Romantismo, Condoreirismo, Parnasianismo, Simbolismo, aí se ostentam em louçanias de sons e de cores, para afirmar não mais subjetiva, mas objetivamente, a sobrevivência dos seus intérpretes.

É ler Casimiro e reviver Primaveras, e recitar Castro Alves e sentir Espumas flutuantes; é declamar Junqueiro e lembrar a Morte de D. João; é frasear Augusto dos Anjos e evocar Eu.

Senão, vejamos:


Oh! que clarão dentro dalma,

Constantemente cismando,

O pensamento sonhando

E o coração a cantar,

Na delicada harmonia

Que nascia da beleza,

Do verde da Natureza,

Do verde do lindo mar!


É Casimiro…


Há mistérios peregrinos

No mistério dos destinos

Que nos mandam renascer;

Da luz do Criador nascemos,

Múltiplas vidas vivemos,

Para à mesma luz volver.


É Castro Alves…


Pairava na amplidão estranho resplendor…

A Natureza inteira em lúcida poesia

Repousava, feliz, nas preces da harmonia!…

Era o festim do amor,

No firmamento em luz,

Que celebrava

A grandeza de uma alma que voltava

Ao redil de Jesus.


É Junqueiro…


Descansa, agora, vibrião das ruínas.

Esquece o verme, as carnes, os estrumes.

Retempera-te em meio dos perfumes

Cantando a luz das amplidões divinas.


É Augusto dos Anjos.

E todos, todos os mais, aí estão vivos, ardentes, inconfundíveis na modulação de suas liras encantadas e decantadas.

E na prosa — exceto a de Fernando de Lacerda, cujo estilo não temos elementos para identificar — o mesmo traço de originalidade personalíssima se impõe.

Duvidamos que o mais solerte plumitivo, o mais intelectual dos nossos literatos consiga imitar, sequer ainda que premeditadamente, esta produção.

E isto o dizemos porque o médium Xavier, um quase adolescente sem lastro, portanto, de grande cultura e treino poético, recebe-a de jato, e mais — quando de alguns autores não conhece uma estrofe!

É extraordinário, será maravilhoso, mas é a verdade nua e crua; verdade que, qual a Luz, não pode ficar debaixo do alqueire.

Foi por assim pensarmos que conseguimos vencer a relutância do médium em sua natural modéstia para lançar ao público, em geral, e aos confrades, em particular, esta obra mediúnica, que, certo estamos, ficará como baliza fulgurante, na história a tracejar do Espiritismo em nossa pátria.


Mas, perguntarão: — quem é Francisco Cândido Xavier?
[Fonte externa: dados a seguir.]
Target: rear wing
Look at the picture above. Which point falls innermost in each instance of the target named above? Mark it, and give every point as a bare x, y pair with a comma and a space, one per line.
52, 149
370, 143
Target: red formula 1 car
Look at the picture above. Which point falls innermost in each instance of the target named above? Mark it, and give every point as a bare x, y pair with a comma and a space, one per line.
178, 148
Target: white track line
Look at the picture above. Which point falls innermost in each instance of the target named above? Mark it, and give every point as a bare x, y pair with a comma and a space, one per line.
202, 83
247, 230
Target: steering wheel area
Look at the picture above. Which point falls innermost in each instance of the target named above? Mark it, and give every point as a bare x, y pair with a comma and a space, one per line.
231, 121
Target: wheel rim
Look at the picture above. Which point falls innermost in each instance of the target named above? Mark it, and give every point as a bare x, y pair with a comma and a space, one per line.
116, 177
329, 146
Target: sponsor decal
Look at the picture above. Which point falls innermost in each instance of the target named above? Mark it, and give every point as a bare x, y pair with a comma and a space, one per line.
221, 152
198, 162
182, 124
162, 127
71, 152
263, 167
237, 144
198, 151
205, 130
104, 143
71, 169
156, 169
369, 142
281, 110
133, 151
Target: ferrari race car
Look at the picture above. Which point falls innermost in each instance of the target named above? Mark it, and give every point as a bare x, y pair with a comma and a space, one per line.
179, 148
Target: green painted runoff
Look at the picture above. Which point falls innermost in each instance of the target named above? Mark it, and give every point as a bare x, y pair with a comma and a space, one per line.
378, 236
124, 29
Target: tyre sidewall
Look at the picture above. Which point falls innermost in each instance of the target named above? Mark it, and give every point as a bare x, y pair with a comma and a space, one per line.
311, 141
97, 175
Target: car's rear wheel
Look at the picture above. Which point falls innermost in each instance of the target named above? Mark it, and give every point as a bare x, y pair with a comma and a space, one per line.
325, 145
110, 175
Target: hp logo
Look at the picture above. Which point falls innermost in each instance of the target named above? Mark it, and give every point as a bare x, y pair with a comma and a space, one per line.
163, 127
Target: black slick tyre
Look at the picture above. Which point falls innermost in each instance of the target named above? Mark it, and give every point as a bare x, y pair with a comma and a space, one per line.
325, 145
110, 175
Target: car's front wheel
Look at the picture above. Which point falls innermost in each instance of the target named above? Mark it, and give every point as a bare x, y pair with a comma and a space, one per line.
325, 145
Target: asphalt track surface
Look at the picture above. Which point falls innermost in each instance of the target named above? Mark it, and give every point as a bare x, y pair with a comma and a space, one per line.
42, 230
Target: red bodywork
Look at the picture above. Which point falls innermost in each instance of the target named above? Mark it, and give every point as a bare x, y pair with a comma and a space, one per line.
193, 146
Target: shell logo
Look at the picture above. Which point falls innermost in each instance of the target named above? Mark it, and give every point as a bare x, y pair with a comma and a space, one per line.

Será um rapaz culto, um bacharel formado, um acadêmico, um rotulado desses que por aí vão felicitando a Família, a Pátria e a Humanidade?

Nada disso.

O médium polígrafo Xavier é um rapaz de 21 anos, um quase adolescente, nascido ali assim em Pedro Leopoldo, pequenino rincão do Estado de Minas. Filho de pais pobres, não pôde ir além do curso primário dessa pedagogia incipiente e rotineira, que faz do mestre-escola, em tese, um galopim eleitoral e não vai, também em tese muito além das quatro operações e da leitura corrida, com borrifos de catecismo católico, de contrapeso.

Órfão de mãe aos 5 anos, o pai infenso a literatices e, ao demais, premido pelo ganha-pão, é bem de ver-se que não teve, que não podia ter o estímulo ambiente, nem uma problemática hereditariedade, nem um, nem dez cireneus que o conduzissem por tortuosos e torturantes labirintos de acesso aos altanados paços do Olimpo para o idílico convívio de Calíope e Polímnia.

Tudo isso é o próprio médium quem no-lo diz, em linguagem eloquente, porque simples como a própria alma cedo esfolhada de sonhos e ilusões, para não pretender colimar renomes literários.

Ao lhe formularmos um questionário que nos habilitasse a pôr de plano estes detalhes essenciais — de vez que, em obra deste quilate o que se impõe não é a apresentação dos operários, mas da ferramenta por eles utilizada, tanto quanto do seu manuseio; e não querendo, por outro lado, endossar um fenômeno cuja ascendência sobejamente conhecemos para não refusar, mas, cujo flagrante não presenciamos — ele, o médium, veio «candidamente» ao nosso encontro com Palavras minhas, nas quais estereotipa a sua figura moral, tanto quanto retrata as impressões psicofísicas que lhe causa o fenômeno.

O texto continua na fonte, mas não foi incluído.